“Stop the clock” is a frequently heard refrain on many a game show, but it is a deadly serious one in historic abuse cases.
Whether we like it or not, as the law stands, limitation is invariably a potential problem in historic abuse cases.
Very simply the Limitation Act 1980 says that a victim of child abuse has three years from their 18th birthday to bring a claim before the courts, and if they fail to do so they are too late. A court does have discretion to disapply the time bar, but to do so is described as an “indulgence” and so that means there has to be a pretty good reason to do so. If there is an explanation for the delay, and provided there can be a fair trial then the Court may disapply the time bar and allow the victim’s case to proceed.
Now this is a very simplified explanation of the law, and victims thinking about bringing a claim must get legal advice. The purpose of this article is draw attention to what is often a live and difficult issue, and to consider carefully how best to deal with it.
Every day that passes the time bar issue gets worse, and so that has to be dealt with. By issuing court proceedings the clock stops. That is the time bomb stops ticking. It does not explode, but is defused there and then.
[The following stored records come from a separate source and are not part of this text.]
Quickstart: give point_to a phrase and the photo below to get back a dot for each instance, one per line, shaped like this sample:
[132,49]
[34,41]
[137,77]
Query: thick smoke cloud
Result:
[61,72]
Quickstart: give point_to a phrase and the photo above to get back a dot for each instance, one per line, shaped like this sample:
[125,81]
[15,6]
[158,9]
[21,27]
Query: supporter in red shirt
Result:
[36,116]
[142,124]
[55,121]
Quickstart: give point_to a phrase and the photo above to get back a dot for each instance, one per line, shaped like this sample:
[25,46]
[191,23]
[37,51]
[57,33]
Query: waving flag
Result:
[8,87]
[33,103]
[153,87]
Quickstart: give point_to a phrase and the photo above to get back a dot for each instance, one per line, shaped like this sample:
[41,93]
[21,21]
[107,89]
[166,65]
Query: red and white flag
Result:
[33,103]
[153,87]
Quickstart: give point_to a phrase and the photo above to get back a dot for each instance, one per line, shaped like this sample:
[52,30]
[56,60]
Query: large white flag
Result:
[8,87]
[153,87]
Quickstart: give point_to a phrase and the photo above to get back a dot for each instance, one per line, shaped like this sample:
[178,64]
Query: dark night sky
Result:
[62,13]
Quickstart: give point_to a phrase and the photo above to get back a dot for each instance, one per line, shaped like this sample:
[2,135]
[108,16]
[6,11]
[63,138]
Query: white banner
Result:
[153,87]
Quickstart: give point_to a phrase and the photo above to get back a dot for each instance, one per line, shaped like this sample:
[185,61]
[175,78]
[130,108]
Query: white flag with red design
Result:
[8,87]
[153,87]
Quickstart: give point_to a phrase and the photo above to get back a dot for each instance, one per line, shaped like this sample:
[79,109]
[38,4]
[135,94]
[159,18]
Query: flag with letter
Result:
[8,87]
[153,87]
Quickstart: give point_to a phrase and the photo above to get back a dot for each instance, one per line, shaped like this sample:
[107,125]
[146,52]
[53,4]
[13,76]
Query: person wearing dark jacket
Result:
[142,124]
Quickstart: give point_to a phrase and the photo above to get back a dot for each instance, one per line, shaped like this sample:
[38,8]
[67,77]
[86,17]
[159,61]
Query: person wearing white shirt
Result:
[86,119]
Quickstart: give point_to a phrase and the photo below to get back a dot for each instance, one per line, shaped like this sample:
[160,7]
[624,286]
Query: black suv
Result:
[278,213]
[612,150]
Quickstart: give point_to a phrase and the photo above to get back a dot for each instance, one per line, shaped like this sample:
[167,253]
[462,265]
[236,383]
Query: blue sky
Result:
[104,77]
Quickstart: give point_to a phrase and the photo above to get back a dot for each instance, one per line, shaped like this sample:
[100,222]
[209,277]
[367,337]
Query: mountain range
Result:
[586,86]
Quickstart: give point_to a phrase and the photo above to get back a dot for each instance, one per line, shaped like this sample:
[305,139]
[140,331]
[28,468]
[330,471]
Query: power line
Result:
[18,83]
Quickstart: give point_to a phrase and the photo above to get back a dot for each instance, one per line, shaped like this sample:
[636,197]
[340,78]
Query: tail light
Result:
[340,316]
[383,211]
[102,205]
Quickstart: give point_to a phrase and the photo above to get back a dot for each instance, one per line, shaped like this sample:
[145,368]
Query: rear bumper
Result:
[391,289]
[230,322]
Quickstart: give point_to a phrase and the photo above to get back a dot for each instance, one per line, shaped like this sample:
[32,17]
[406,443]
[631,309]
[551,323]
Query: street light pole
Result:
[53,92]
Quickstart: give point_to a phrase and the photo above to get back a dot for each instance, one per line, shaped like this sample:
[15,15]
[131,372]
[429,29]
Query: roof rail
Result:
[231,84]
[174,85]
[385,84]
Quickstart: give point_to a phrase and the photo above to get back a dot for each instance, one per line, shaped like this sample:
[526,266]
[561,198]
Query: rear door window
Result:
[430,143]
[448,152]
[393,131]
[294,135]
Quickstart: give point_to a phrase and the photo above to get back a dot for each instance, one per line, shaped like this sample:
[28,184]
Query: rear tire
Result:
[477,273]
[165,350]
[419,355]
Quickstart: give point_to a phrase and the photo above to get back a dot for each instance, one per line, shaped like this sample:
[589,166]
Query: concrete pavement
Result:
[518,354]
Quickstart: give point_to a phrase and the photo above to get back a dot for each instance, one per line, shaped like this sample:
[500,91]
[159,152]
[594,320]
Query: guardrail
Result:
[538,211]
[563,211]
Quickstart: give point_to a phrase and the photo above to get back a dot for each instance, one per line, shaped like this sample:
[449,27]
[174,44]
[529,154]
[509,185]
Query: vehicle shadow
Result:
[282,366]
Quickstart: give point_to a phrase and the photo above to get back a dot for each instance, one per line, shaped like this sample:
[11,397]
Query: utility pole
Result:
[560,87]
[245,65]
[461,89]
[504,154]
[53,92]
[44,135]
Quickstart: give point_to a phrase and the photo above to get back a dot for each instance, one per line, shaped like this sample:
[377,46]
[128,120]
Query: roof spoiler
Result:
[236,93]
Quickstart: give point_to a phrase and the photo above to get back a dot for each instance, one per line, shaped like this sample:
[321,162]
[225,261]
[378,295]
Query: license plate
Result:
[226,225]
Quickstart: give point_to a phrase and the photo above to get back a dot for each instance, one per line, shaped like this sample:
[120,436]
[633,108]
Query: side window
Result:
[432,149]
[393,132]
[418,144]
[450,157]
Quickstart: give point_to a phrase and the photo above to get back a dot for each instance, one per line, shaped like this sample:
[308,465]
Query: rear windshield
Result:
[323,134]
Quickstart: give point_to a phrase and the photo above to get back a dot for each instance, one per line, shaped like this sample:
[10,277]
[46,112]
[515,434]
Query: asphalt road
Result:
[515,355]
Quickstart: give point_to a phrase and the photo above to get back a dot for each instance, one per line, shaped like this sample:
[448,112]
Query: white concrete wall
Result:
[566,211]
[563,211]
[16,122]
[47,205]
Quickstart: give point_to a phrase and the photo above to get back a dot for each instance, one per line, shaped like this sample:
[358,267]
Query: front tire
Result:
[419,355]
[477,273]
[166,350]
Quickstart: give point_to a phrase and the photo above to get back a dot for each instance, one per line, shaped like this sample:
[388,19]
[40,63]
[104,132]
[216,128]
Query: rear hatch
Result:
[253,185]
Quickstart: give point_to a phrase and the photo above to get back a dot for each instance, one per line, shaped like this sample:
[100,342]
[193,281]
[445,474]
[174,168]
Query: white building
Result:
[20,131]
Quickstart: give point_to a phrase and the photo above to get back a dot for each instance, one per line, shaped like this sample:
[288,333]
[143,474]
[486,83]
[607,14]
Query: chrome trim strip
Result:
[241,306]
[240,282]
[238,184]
Issuing court proceedings though is expensive, and more often than not the case is no where nerar ready for such a step. And so the best course is to persuade the potential defendant to agree to the clock stopping: “Stop the clock”! This can be done by agreeing a “limitation holiday”. Both the victim and defendant agree to the clock stopping, possibly for a fixed period, or indefinitely. The agreement is usually on the basis that either party can argue, nevertheless, still argue whether the case is time barred or not.